This behavior ensures backward compatibility—existing SKILL.md-based projects work unchanged.

Coverage reporting

The waza coverage command now reports both SKILL.md and .agent.md files:

waza coverage

# Output:
# Skills found: 3
#   ✓ code-explainer (SKILL.md)
#   ✓ documentation-writer (SKILL.md)
#   ✓ security-reviewer (.agent.md)
#
# Evaluations found: 3
#   ✓ evals/code-explainer.yaml
#   ✓ evals/documentation-writer.yaml
#   ✓ evals/security-reviewer.yaml

Each agent is counted alongside skills. Use this to audit your evaluation coverage.

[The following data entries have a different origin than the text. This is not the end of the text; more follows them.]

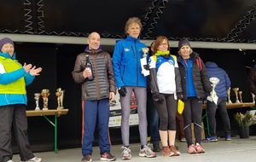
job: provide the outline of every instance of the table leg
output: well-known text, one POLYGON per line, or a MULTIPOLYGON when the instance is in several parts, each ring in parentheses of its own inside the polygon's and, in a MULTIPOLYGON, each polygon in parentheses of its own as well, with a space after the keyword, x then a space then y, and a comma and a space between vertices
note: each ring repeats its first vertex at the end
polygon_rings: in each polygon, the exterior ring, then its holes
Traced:
POLYGON ((57 113, 55 114, 55 123, 53 123, 52 121, 50 121, 50 119, 49 119, 49 118, 47 118, 45 115, 43 114, 43 117, 44 117, 44 119, 49 121, 49 123, 50 123, 54 127, 55 127, 55 152, 58 153, 58 148, 57 148, 57 113))

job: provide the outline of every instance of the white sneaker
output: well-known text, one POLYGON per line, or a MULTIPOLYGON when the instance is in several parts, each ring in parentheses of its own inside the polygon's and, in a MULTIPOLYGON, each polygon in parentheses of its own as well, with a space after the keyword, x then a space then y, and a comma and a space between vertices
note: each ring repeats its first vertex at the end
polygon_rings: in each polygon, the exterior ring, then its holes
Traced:
POLYGON ((42 158, 34 157, 31 159, 28 159, 26 161, 20 161, 20 162, 41 162, 43 161, 42 158))
POLYGON ((121 149, 123 149, 122 159, 123 160, 131 159, 131 149, 124 146, 122 146, 121 149))

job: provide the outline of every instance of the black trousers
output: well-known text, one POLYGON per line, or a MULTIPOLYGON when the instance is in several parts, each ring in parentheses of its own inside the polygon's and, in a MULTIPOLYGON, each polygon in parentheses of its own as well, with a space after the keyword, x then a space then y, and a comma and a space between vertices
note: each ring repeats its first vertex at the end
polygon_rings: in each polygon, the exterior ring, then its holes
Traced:
POLYGON ((20 160, 26 161, 32 159, 34 155, 30 149, 27 136, 26 106, 16 104, 0 107, 0 153, 2 161, 7 162, 13 158, 12 128, 15 134, 20 160))

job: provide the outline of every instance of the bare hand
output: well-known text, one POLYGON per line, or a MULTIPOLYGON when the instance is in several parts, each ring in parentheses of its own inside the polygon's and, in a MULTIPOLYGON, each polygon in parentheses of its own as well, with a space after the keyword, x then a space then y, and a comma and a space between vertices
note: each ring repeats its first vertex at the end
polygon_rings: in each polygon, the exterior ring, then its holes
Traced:
POLYGON ((114 96, 115 96, 115 95, 113 92, 109 92, 109 101, 114 101, 114 96))
POLYGON ((32 67, 32 64, 26 65, 26 62, 23 65, 23 68, 24 68, 24 70, 25 70, 26 72, 29 72, 31 71, 32 67))
POLYGON ((30 70, 30 74, 32 76, 38 76, 40 75, 40 72, 42 72, 42 68, 38 67, 36 68, 36 66, 34 66, 31 70, 30 70))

Example: security-reviewer agent

The examples/custom-agent/ directory contains a complete, runnable security-reviewer agent with evaluation suite.

File structure

examples/custom-agent/
├── security-reviewer.agent.md    # Agent definition with tools
├── eval.yaml                      # Evaluation spec
├── tasks/
│   ├── 01-injection-detection.yaml
│   ├── 02-crypto-review.yaml
│   ├── 03-data-handling.yaml
│   └── 04-infrastructure-scan.yaml
└── fixtures/
    ├── vulnerable-sql.py
    ├── weak-crypto.js
    └── pii-exposure.tf

Running the example

cd examples/custom-agent
waza run eval.yaml -v

# Output:
# Running: security-reviewer eval
# Task: injection-detection ... ✓ PASS
# Task: crypto-review ... ✓ PASS
# Task: data-handling ... ⚠ PARTIAL (4/5 validators)
# Task: infrastructure-scan ... ✓ PASS
#
# Results saved to results.json

What each task tests

Task	Purpose	Validates
injection-detection	SQL/command injection vulnerabilities	Tool constraint (codeSearch, fileRead only)
crypto-review	Cryptographic weaknesses	Identifies weak algorithms and recommends alternatives
data-handling	PII and sensitive data exposure	Detects hardcoded secrets, unencrypted fields
infrastructure-scan	Terraform/IaC misconfigurations	Checks for open security groups, missing logging

The auto-injected tool_constraint grader validates that only [codeSearch, fileRead, runCommand] are called—the tools declared in the agent’s frontmatter.

Sample task file

name: injection-detection
description: Agent identifies SQL injection vulnerabilities

triggers:
  - "Review this Python code for security issues"

fixtures:
  - vulnerable-sql.py

expected_outcome: |
  - Identifies the SQL injection vulnerability on line 8
  - Explains the risk
  - Suggests parameterized queries as mitigation

Limitations & roadmap

handoffs field — Parsed but not yet evaluated. P2 feature to test agent coordination.
mcp-servers field — Parsed but not yet evaluated. P2 feature to validate MCP server integration.
Multiple .agent.md files — If a directory contains multiple .agent.md files, only the first is discovered. Workaround: use subdirectories or rename to avoid collisions.
No handoff testing — Coming in a future release to validate agent coordination.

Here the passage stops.